Sólo el rostro de la muchacha aparecía, suspendido ante los muros pálidos del colegio italiano, al borde de la avenida de Arequipa; no divisaba su cuerpo. Había pasado horas tratando de recordarla de cuerpo entero. Imaginaba para ella vestidos elegantes, joyas, peinados exóticos. Un momento se ruborizó: «estoy jugando a vestir a la muñeca, como las mujeres». Revisó su maletín y sus bolsillos en vano: no tenía papel, no podía escribirle. Entonces redactó cartas imaginarias, composiciones repletas de imágenes grandilocuentes, en las que le hablaba del Colegio Militar, el amor, la muerte del Esclavo, el sentimiento de culpa y el porvenir. De pronto, oyó un timbre. El civil hablaba por teléfono; asentía, como si su interlocutor pudiera verlo. Colgó el fono delicadamente y se volvió hacia él.
— ¿Usted es el cadete Fernández? Pase a la oficina del coronel, por favor.
Avanzó hasta la puerta. Golpeó tres veces con los nudillos. No obtuvo respuesta. Empujó: la habitación era enorme, estaba alumbrada con tubos fluorescentes, sus ojos se irritaron al entrar en contacto con esa inesperada atmósfera azul. A diez metros de distancia, vio a tres oficiales, sentados en unos sillones de cuero. Lanzó una mirada circular: un escritorio de madera, diplomas, banderines, cuadros, una lámpara de pie. El piso no tenía alfombra: el encerado relucía y sus botines se deslizaban como sobre hielo.
Caminó muy despacio, temía resbalar. Miraba el suelo, sólo levantó la cabeza al ver que bajo sus ojos
surgía una pierna enfundada en un pantalón caqui y un brazo de sillón. Se cuadró.
— ¿Fernández? — dijo la voz que retumbaba bajo el cielo nublado cuando los cadetes evolucionaban en el estadio, ensayando los ejercicios para las actuaciones, la vocecita silbante que los mantenía inmóviles en el salón de actos, hablándoles de patriotismo y espíritu de sacrificio- ¿ Fernández qué?
— Fernández Temple, mi coronel. Cadete Alberto Fernández Temple.
El coronel lo observaba; era bruñido y regordete, sus cabellos grises estaban cuidadosamente aplastados contra el cráneo.
— ¿Qué es usted del general Temple? — dijo el coronel.
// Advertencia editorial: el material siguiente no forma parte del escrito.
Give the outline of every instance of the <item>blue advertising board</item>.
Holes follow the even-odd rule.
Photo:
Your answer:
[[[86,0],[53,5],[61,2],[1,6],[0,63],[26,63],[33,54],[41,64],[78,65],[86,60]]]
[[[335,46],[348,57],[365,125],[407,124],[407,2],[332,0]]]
Alberto trataba de adivinar lo que vendría por la voz. Era fría pero no amenazadora.
— Nada, mi coronel. Creo que el general Temple es de los Temple de Piura. Yo soy de los de Moquegua.
— Sí–dijo el coronel–Es un provinciano. — Se volvió y Alberto, siguiendo su mirada, descubrió en el otro sillón al comandante Altuna–Como yo. Como la mayoría de los jefes del Ejército. Es un hecho, de las provincias salen los mejores oficiales. A propósito, Altuna, ¿usted de dónde es?
— Yo soy limeño, mi coronel. Pero me siento provinciano. Toda mi familia es de Ancasti.
Alberto trató de localizar a Gamboa, pero no pudo. El teniente ocupaba el sillón cuyo espaldar tenía al frente: Alberto sólo veía un brazo, la pierna inmóvil y un pie que taconeaba levemente.
— Bueno, cadete Fernández–dijo el coronel; su voz había cobrado cierta gravedad–Ahora vamos a hablar de cosas más serias, más actuales. — El coronel, hasta entonces recostado en el sillón, había avanzado hasta el borde del asiento: su vientre aparecía, bajo su cabeza, como un ser aparte- ¿Es usted un verdadero cadete, una persona sensata, inteligente, culta? Vamos a suponer que sí. Quiero decir que no habrá conmovido a toda la oficialidad del colegio por algo insignificante. Y, en efecto, el parte que ha elevado el teniente Gamboa muestra que el asunto justifica la intervención, no sólo de los oficiales, sino incluso del Ministerio, de la justicia. Según veo, usted acusa a un compañero de asesinato.